On Christmas Eve, Aubrey is called into work when her co-worker, Deputy Jordan, doesn't arrive at the police station for his shift. Aubrey goes to his house to check in on him, and finds both he and his girlfriend murdered. At the town's annual Santa Claus costume contest, Aubrey searches furiously for the killer, who is also dressed as Santa. Aubrey is able to corner the killer at the police station, and defeats him with a flamethrower.

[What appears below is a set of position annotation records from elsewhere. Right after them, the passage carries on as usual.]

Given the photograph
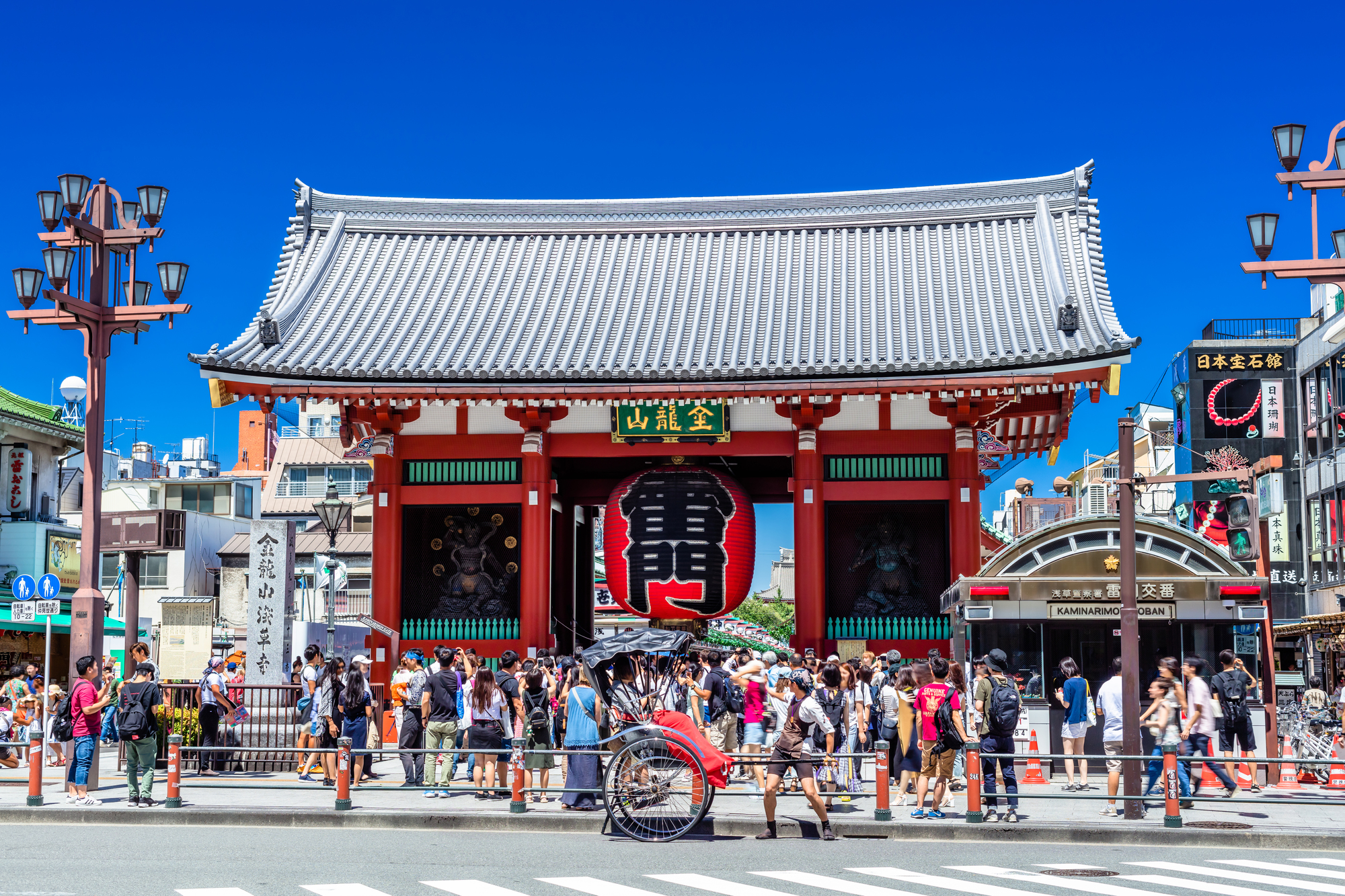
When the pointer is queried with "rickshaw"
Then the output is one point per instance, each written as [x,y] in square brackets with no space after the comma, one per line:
[656,786]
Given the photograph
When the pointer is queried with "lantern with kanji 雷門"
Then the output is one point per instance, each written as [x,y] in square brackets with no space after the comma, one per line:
[680,542]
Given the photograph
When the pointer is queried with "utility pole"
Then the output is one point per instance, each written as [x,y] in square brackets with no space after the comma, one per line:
[1132,741]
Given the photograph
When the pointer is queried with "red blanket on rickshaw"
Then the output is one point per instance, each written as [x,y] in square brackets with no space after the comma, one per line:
[718,766]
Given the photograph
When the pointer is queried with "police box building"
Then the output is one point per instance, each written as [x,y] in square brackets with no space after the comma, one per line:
[518,368]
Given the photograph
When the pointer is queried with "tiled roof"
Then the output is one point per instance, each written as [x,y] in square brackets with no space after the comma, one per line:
[48,415]
[309,542]
[887,282]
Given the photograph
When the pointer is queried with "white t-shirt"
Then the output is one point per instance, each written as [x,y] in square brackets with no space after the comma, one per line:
[1109,704]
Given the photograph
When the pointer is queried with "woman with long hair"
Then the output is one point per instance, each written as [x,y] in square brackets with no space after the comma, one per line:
[584,770]
[486,736]
[356,708]
[1074,696]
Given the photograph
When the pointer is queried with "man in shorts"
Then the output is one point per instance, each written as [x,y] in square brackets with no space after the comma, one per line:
[935,763]
[793,751]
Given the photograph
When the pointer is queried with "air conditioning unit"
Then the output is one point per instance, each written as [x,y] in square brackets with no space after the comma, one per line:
[1096,499]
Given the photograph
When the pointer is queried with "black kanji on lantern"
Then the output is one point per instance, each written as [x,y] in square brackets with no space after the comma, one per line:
[676,525]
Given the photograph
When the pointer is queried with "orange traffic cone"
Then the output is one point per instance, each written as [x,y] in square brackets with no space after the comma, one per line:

It is discovered that the killer, Ronald Jones, Jr., survived the flamethrower attack and was the son of a criminal who was shot to death by Hank and Jr. decided to punish naughty people and be a killer Santa too and to get revenge on Hank for killing his father.

==Reception==
The Hollywood Reporter praised the character, calling her "plucky", while Jason Adams of JoBlo.com wrote that the character was "likable as the heroine despite being saddled with the straight and serious role".

Other responses were less laudatory; in a review on Den of Geek, David Crow wrote: "King tries her hardest to keep the movie afloat. She believably portrays a woman haunted by a past mistake that she wants to make amends for. However, her talent is wasted in a movie that only uses her as a bridge between set pieces".